Cynthia wrote: re Highland march:

Rather, Mike told me it was a "swinging fast walk". Maybe he
was thinking of the kilts, but a "louping jog" could fit the description as well.
I think the great kilt (full thingy, huge length of fabric in one piece for cloak and all) pretty much forces a swinging walk on the flat. For battle the Highlanders discarded their philamor and fought in their smalls, must have looked like a load of Marley's ghost actors weilding claymores instead of candles.


The theories I've heard (and, well, developed) on the harped brosnachadh are that it would have been performed in the camp either the night before the battle or the morning of the battle. Maybe just for the "generals". The concept of a ritual stand-off that you refer to is intriguing. Can you share more? (And if everyone else is groaning right now, let us know...we can take our conversation off to a quiet corner.)

A lot of my info is from rather doubtful sources like 'Waverley Anecdotes' (1833 - no author identified!) which in turn quote old accounts. The early Highland clan chiefs had champions - eventually becoming a hereditary thing - and they must originally have had some purpose. There's a load of stuff out there about the courtesy of Highlanders towards their enemies, and in the Borders (different ethnic group, but many shared principles of rapine, theft etc) it's said that battles were sometimes over without any blood being spilled. The real object was to take prisoners and then ransom them, and it was so formalised that the prisoner would be taken, would agree to pay his ransom immediately, would then be released and have to sit on the sidelines agreeing not to fight any more - like a chess piece taken off the board.

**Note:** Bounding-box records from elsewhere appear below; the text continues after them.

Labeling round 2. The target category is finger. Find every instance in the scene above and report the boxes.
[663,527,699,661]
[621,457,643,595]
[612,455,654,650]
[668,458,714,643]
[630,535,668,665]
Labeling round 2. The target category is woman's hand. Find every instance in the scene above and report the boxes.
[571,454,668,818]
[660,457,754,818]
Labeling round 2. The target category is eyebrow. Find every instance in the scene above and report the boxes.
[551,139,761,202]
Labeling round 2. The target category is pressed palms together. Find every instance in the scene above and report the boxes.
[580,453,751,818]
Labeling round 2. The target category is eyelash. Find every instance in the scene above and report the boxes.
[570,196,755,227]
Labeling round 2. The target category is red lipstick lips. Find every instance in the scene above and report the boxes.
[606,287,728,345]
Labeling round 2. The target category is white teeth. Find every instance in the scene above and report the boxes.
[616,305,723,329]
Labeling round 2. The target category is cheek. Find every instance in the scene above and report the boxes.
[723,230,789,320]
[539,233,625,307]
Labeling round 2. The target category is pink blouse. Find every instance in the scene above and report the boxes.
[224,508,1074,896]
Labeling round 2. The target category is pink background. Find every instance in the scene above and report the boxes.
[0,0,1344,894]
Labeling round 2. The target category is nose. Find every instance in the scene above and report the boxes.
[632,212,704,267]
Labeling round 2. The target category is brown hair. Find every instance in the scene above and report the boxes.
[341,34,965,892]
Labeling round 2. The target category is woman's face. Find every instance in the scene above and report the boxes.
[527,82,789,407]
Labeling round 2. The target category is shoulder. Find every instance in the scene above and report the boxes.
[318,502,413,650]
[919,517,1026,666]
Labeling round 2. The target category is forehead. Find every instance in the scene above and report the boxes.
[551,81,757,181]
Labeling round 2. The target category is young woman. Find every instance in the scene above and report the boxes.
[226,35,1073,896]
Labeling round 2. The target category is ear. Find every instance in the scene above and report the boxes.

Small inter-clan battles governed by rules of ransom, blood-money and blood-feud must have been a very strange mixture of extreme violence and caution. Kill someone, and you would either have to pay a substantial amount to their clan, or suffer a state of feud for generations; take them a live prisoner, unharmed, and they would pay you instead. Not only that, they might respect you and in a future battle would endeavour to ensure they took YOU prisoner in return since being taken prisoner was a good way to ensure safety.

I bet that while all this courteous bloodshed was happening for the chiefs and their families, a load of the peasantry was getting wiped out on their behalf. I think the harpers were honoured and protected as if family members. They could well have been known to both sides in a dispute.